Ex Wetterstrom and Garrett Collections

CNG 111, Lot: 584. Estimate $2000.
Sold for $12000. This amount does not include the buyer’s fee.

EGYPT, Alexandria. Antoninus Pius. AD 138-161. Æ Drachm (33mm, 26.22 g, 11h). Zodiac series. Dated RY 8 (AD 144/145). Laureate head right / Venus (Aphrodite) in Libra: Diademed and draped bust right of Aphrodite; before her, star of eight rays and male figure (Libra) standing facing, head left, lower half of his body draped, holding scales with his right hand and fold of drapery with his left; to lower left, L H (date). Köln –; Dattari (Savio) 8831; K&G –; Emmett 1452.8 (R5) = Milne 1818 var. (obv. legend); Carlson, “Rarities 3–The Zodiac Series,” SAN Journal 1972/3, Vol. IV, No. 3, p. 48 (this coin illustrated). Near VF, dark brown patina with traces of green. Extremely rare, one of only three known for this variety with Libra in the more traditional standing position versus the more common “swimming” position.

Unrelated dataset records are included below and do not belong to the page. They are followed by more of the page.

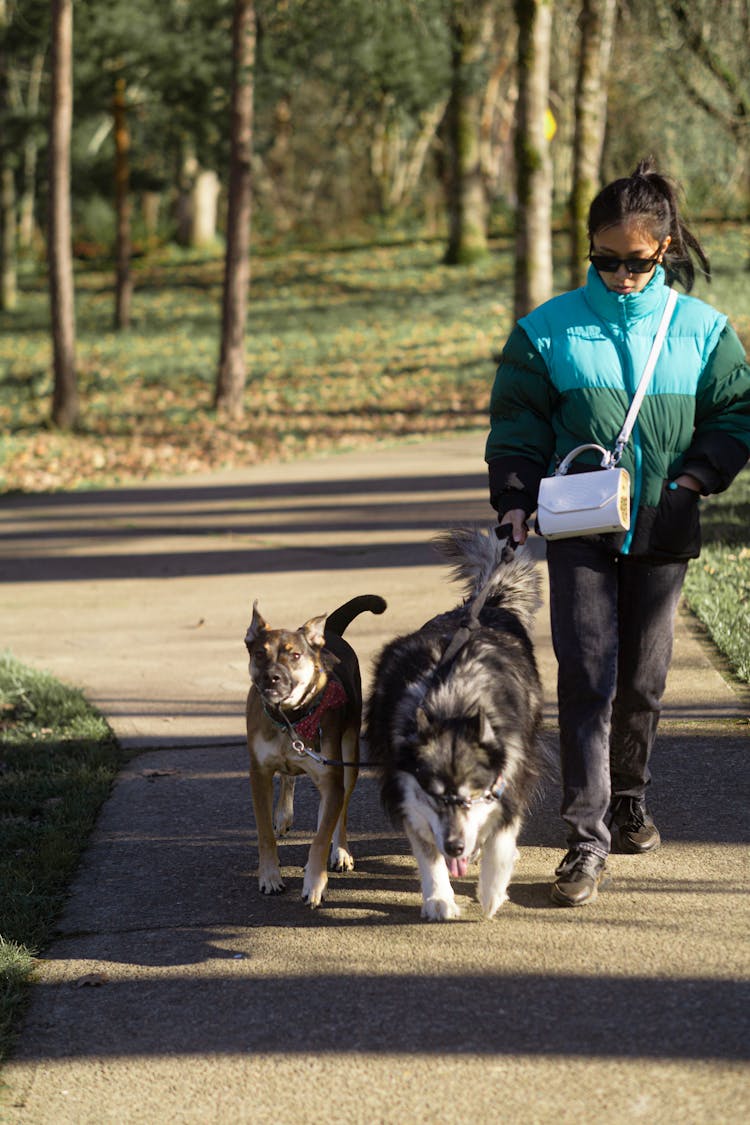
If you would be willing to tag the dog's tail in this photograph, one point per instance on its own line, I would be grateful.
(480, 560)
(343, 617)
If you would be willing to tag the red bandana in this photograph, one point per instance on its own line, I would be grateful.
(333, 696)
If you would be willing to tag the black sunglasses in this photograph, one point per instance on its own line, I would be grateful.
(605, 263)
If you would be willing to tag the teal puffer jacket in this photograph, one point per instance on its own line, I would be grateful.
(567, 376)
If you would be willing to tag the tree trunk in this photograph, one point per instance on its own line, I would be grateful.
(471, 27)
(8, 270)
(204, 208)
(231, 376)
(123, 209)
(533, 264)
(596, 24)
(65, 401)
(30, 153)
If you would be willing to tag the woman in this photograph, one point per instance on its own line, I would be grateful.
(567, 376)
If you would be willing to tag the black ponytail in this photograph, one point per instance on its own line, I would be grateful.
(653, 199)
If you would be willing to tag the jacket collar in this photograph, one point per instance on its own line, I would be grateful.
(624, 308)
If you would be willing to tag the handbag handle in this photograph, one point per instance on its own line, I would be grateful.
(566, 462)
(623, 437)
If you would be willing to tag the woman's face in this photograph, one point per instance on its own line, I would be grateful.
(625, 257)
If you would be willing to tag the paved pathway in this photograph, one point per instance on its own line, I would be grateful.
(219, 1006)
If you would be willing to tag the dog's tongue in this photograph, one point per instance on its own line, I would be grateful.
(458, 867)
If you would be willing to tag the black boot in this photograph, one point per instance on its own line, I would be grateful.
(632, 827)
(579, 878)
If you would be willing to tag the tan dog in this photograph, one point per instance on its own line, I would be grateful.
(304, 718)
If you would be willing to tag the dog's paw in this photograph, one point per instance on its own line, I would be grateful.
(341, 860)
(491, 903)
(440, 909)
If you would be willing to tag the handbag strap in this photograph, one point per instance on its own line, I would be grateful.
(623, 437)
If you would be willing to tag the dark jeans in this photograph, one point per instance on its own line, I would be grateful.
(613, 623)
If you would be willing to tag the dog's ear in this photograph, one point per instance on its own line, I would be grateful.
(313, 630)
(256, 626)
(328, 662)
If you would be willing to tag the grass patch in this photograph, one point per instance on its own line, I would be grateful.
(57, 762)
(717, 585)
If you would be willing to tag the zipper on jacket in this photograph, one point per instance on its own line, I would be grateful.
(629, 381)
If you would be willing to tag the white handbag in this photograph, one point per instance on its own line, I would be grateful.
(597, 502)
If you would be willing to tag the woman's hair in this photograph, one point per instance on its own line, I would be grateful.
(652, 200)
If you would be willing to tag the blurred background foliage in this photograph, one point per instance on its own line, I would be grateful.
(350, 98)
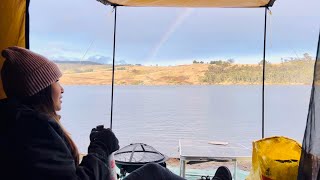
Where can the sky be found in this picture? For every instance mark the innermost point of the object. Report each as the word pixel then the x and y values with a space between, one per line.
pixel 83 30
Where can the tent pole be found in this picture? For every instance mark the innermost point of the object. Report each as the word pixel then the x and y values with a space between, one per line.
pixel 113 62
pixel 264 67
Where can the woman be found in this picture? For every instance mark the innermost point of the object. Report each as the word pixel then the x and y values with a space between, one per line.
pixel 34 145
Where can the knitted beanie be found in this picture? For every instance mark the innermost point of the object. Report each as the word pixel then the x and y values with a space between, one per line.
pixel 25 73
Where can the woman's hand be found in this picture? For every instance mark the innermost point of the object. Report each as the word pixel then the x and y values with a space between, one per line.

Ex Kerry K. Wetterstrom Collection (Classical Numismatic Auctions XIII, 4 December 1990), lot 166; Garrett Collection, Part I (NFA/Leu, 16 May 1984), lot 1010 (part of).

The Great Sothic Cycle was a calendrical cycle based on the heliacal rising in July of the star Sirius (known to the Greeks as Sothis) and lasting approximately 1460 years. According to ancient Egyptian mythology, in a Golden Age, the beginning of the flooding of the Nile coincided exactly with the rising of Sirius, which was reckoned as the New Year. Only once every 1460 years did Sirius rise at exactly the same time. Thus, the coincidence of this along with the concurrent beginning of the flooding of the Nile gave the event major cosmological significance by heralding not just the beginning of a new year, but the beginning of a new eon. This event also was thought to herald the appearance of the phoenix, a mythological bird which was reborn every 500 to 1000 years out of its own ashes. According to one version of the myth, each new phoenix embalmed its old ashes in an egg of myrrh, which it then deposited in the Egyptian city of Heliopolis. So important was the advent of the new Great Sothic Cycle, both to the realignment of the heavens and its signaling of the annual flooding of the Nile, that the Egyptians celebrated it in a five-day festival, which emphasized the important cosmological significance.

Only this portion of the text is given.